Papa Pounamu was established in 2017, to bring together diversity and inclusion practices across the Public Service and to support Public Service chief executives to meet their diversity and inclusion obligations and goals. Papa Pounamu is co-chaired by Naomi Ferguson, Chief Executive of Inland Revenue and Peter Mersi, Chief Executive of Ministry of Transport.

Naomi Ferguson, Chief Executive Inland Revenue

Naomi Ferguson,
Chief Executive Inland Revenue

Peter Mersi, Chief Executive Ministry of Transport

Peter Mersi,
Chief Executive Ministry of Transport

Naomi and Peter are also the Functional Co-Leads for Diversity and Inclusion in the Public Service. They were appointed to these roles by the Public Service Commissioner. These roles are responsible for leading diversity and inclusion progress in the Public Service. They are also responsible for championing diversity and inclusion and supporting Chief Executives to meet their obligations and expectations in the Public Service Act.

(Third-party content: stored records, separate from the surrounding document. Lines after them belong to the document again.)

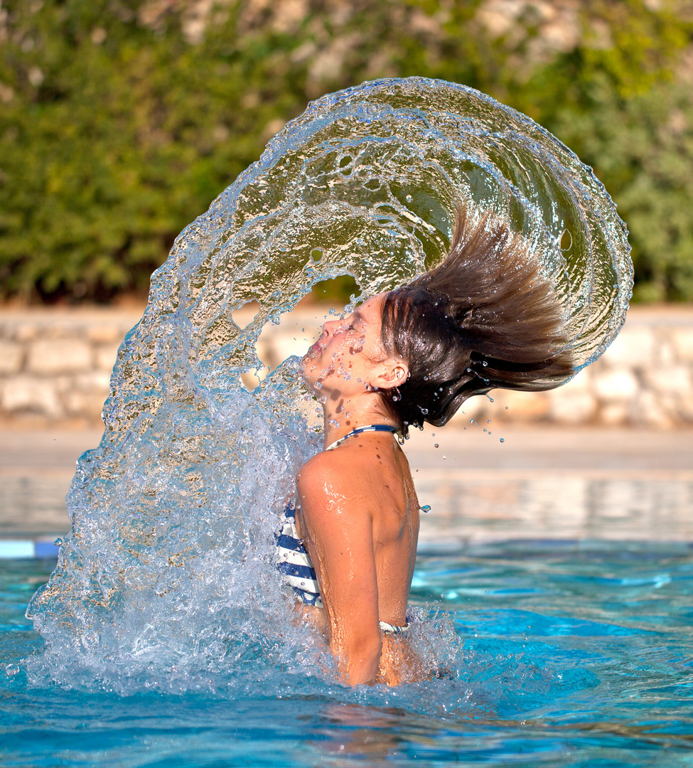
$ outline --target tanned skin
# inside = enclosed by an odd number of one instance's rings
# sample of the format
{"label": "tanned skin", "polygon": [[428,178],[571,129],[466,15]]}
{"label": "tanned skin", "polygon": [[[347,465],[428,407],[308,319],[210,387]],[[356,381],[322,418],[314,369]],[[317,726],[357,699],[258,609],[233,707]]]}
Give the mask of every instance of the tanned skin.
{"label": "tanned skin", "polygon": [[[303,358],[303,377],[322,403],[325,447],[369,424],[396,426],[382,394],[408,367],[381,341],[380,296],[344,319],[325,323]],[[406,637],[378,621],[406,624],[419,530],[407,458],[390,432],[363,432],[318,453],[297,478],[297,526],[315,568],[324,608],[304,608],[322,626],[351,685],[417,679]]]}

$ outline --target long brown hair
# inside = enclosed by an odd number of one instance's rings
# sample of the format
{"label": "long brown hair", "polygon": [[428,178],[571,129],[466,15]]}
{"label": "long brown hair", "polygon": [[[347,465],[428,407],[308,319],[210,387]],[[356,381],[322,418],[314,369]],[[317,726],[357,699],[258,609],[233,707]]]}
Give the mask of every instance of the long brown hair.
{"label": "long brown hair", "polygon": [[574,372],[562,306],[523,237],[491,214],[460,208],[450,253],[385,296],[382,340],[407,381],[383,392],[406,434],[442,426],[474,395],[550,389]]}

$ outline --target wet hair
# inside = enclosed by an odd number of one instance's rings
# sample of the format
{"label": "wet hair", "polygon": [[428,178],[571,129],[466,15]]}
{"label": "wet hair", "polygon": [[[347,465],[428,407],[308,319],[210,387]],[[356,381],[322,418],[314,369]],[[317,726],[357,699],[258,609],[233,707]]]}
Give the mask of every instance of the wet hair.
{"label": "wet hair", "polygon": [[407,362],[383,402],[404,435],[442,426],[468,398],[503,388],[551,389],[575,372],[563,306],[519,233],[487,214],[457,215],[447,257],[385,294],[382,341]]}

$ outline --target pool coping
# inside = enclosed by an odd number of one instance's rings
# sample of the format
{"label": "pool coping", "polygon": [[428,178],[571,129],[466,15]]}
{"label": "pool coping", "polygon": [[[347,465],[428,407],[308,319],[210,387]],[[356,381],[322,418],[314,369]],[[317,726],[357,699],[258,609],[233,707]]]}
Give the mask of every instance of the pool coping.
{"label": "pool coping", "polygon": [[54,534],[0,538],[0,560],[56,560],[60,546],[55,542],[59,540]]}

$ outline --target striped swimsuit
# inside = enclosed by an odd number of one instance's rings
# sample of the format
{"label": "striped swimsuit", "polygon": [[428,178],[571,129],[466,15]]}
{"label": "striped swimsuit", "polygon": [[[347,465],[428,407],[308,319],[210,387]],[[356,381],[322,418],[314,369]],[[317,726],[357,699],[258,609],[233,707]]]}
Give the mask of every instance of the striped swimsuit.
{"label": "striped swimsuit", "polygon": [[[331,451],[336,448],[340,443],[354,435],[358,435],[365,432],[395,432],[394,427],[385,424],[371,424],[368,426],[358,427],[345,435],[343,438],[335,440],[325,450]],[[303,546],[303,541],[299,538],[296,532],[296,511],[295,506],[288,506],[284,511],[284,520],[282,528],[277,534],[276,538],[276,556],[277,569],[282,574],[282,581],[291,588],[294,594],[299,600],[306,605],[315,605],[316,607],[322,607],[322,601],[320,599],[320,588],[318,584],[318,578],[315,575],[315,569],[311,562],[310,557]],[[383,632],[391,634],[401,634],[409,628],[407,624],[404,627],[395,627],[385,621],[379,622],[380,628]]]}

Papa Pounamu is committed to achieving better outcomes for all diversity groups. We recognise and value the unique aspects of all diversity dimensions, such as ethnicity, gender, rainbow, disability and more. We also acknowledge that diversity doesn’t exist in silos. We take an inclusive and intersectional lens to all the work we do. 

The Papa Pounamu 2020/2021 work programme

Papa Pounamu sets a work programme for the Public Service, in consultation with the public service Chief Executives, so we can consistently grow our diversity and inclusion capability. The 2020-2021 Papa Pounamu work programme has five priority areas of focus which Chief Executives have agreed to make mandatory within their agencies. These five areas will work together to create positive impact across all diversity dimensions. As we develop more information on each of the areas you will be able to click on the links below to find out more:

  1. Cultural competence: Reflecting the significance of the Crown-Māori Relationship and building our cultural competence, and confidence, across the broadest range of cultures is integral to ensuring inclusion.
  2. Bias: Addressing bias is a critical factor in ensuring everyone in the Public Service has fair opportunity in recruitment, career progression and development opportunities.
  3. Leadership: How we lead across the Public Service matters. Diversity and Inclusion capability across the system depends on strong, inclusive leadership.
  4. Build relationships: Inclusion and belonging is dependent upon having a diverse range of supportive relationships in our workplaces. We intentionally draw upon those relationships to create positive change.
  5. Employee-led networks: Having a space and mandate to connect with others with shared lived experiences supports people to bring their whole selves to work. Employee-led networks provide richness to workplaces and contribute valuable subject matter expertise.

These five priority areas are additional to the existing diversity and inclusion commitments that many agencies will have. They are likely to relate to or complement existing commitments.

What does success look like?

Our high-level success indicators will help us determine how we’re going:

  1. Discrimination is eliminated: all aspects of public service practices are free from bias and discrimination
  2. The Public Service is fully accessible and everyone can participate: the Public Service provides a welcoming environment for everyone
  3. We understand the make-up of our workforce and society: we collect consistent, good quality data
  4. We report on diversity and inclusion progress, and revise our plans as needed: we are transparent about progress and whether our actions are generating the desired outcomes.

Diversity and inclusion work is the type of work that is ongoing. It doesn’t have an endpoint as we are always learning and evolving.